Greene is one of two members of Congress who disclosed buying shares in Digital World Acquisition Corp. She and Rep. Larry Bucshon, R-Ind., each bought stock in the company in October 2021, according to financial disclosure reports, the same month the company announced it had completed a deal with Trump Media to merge the two entities, with the goal of the Trump business publicly trading on the stock market.

Greene bought shares of DWAC on Oct. 22, 2021, just days after the merger announcement, in an amount ranging from $15,000 to $50,000, according to her official congressional financial disclosure filings. The DWAC stock opened up trading that day at $118.80 and finished around $67.

Bucshon bought DWAC stock on Oct. 25, 2021, for anywhere between $1,000 and $15,000, according to a financial disclosure. DWAC’s stock closed the day at around $83. 

If either of the two lawmakers are still investors with DWAC now, they could have lost thousands — up to $32,500 in Greene’s case — according to Chris Josephs, the co-founder of stock trading app Autopilot. Josephs noted that Bucshon could have lost up to $8,900 with the stock price tanking.

A spokesman for Bucshon confirmed to CNBC and NBC News that the Indiana lawmaker still owns stock in the now-merged media company despite the dipping stock price. 

“Congressman Bucshon has taken no further action regarding his investment in DWAC since its initial purchase in October 2021, and he has fully complied with all disclosure requirements required under federal law related to that trade,” the spokesman said in a statement.

He did not return follow-up questions on why Bucshon continued to hold the stock, which closed at $32 on Thursday, marking a 54% drop in share price since the stock debuted on the Nasdaq in March. The company has also erased all of its gains since shares began trading under the DJT ticker at $70.90.

Bucshon’s most recent annual financial disclosure shows he entered 2023 with DWAC stock valued in the range of $1,001 to $15,000.

But Greene would not say what’s happened to her stock since her original purchase and her public disclosures have not shown that she sold DWAC or Trump media stock, according to documents archived by LegiStorm, raising questions among ethics lawyers about what happened to Greene’s stock.

When asked about the status of her DWAC stock, Greene spokesman Nick Dyer said in an e-mail that Greene “holds no stocks at this time as reflected in her financial disclosure.”

He did not return follow-up requests for comment about what happened to her shares in the company.

Greene also would not say when asked by NBC News on Wednesday what happened to her Trump Media stock. “This is a waste of time.
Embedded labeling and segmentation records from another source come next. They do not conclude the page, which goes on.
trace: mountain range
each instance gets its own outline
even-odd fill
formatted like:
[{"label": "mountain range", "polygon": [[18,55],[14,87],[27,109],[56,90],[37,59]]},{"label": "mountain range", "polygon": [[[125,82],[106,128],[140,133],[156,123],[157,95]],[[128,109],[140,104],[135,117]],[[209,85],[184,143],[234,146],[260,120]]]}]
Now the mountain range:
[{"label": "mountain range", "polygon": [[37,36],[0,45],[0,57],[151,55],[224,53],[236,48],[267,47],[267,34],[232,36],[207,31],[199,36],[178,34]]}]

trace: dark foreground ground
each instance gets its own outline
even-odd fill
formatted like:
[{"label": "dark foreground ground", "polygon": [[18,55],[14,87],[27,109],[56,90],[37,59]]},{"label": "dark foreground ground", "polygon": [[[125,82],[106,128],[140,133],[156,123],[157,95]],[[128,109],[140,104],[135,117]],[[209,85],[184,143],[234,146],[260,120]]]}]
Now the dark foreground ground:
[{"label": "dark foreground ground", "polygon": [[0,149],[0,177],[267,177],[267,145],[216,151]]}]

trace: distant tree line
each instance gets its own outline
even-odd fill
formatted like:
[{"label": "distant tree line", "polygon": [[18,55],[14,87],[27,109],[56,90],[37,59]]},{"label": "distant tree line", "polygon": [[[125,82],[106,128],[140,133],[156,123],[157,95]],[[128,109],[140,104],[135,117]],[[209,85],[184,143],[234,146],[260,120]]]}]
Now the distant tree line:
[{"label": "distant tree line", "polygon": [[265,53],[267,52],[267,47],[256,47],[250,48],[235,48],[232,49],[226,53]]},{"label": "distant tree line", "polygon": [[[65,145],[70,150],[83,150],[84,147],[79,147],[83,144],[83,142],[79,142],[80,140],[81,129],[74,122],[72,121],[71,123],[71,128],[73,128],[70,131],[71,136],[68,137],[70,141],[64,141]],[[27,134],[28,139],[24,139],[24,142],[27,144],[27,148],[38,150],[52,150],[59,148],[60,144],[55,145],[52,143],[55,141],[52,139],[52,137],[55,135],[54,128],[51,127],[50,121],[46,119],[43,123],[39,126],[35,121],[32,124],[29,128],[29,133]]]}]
I think you can read my reports and see what I own,” she said.

“Where is her stock at?” Richard Painter, a former George W. Bush White House ethics lawyer, said in a phone interview.

He and other ethics lawyers offered a few potential reasons why Greene wouldn’t have included the stock on her recent disclosures.

If she still owns DWAC stock and the estimated value of the asset went below $1,000, it would not be required to be disclosed, according to Campaign Legal Center general counsel Kedric Payne.

Another plausible scenario is Greene sold her stock recently. In that case, she wouldn’t have to disclose the sale for up to 45 days, according to Painter. She also could have lost the asset during her 2022 divorce proceedings with her then-husband, Painter said, noting that if the stock was given away through a divorce settlement, it may not be considered an asset transaction. Greene finalized her divorce in December 2022, according to Business Insider.

“She’s got to explain what the heck happened,” Painter explained. 

Lawmakers aren’t prohibited from trading or holding individual stocks and other investments. But under the STOCK Act, members of Congress must report any trades within 45 days.

Some members of Congress and outside groups have long argued that members of Congress should not be allowed to trade stock while serving as elected officials. But legislation that would ban them from trading individual stocks has languished in Congress.

— NBC News’ Scott Wong contributed to this story.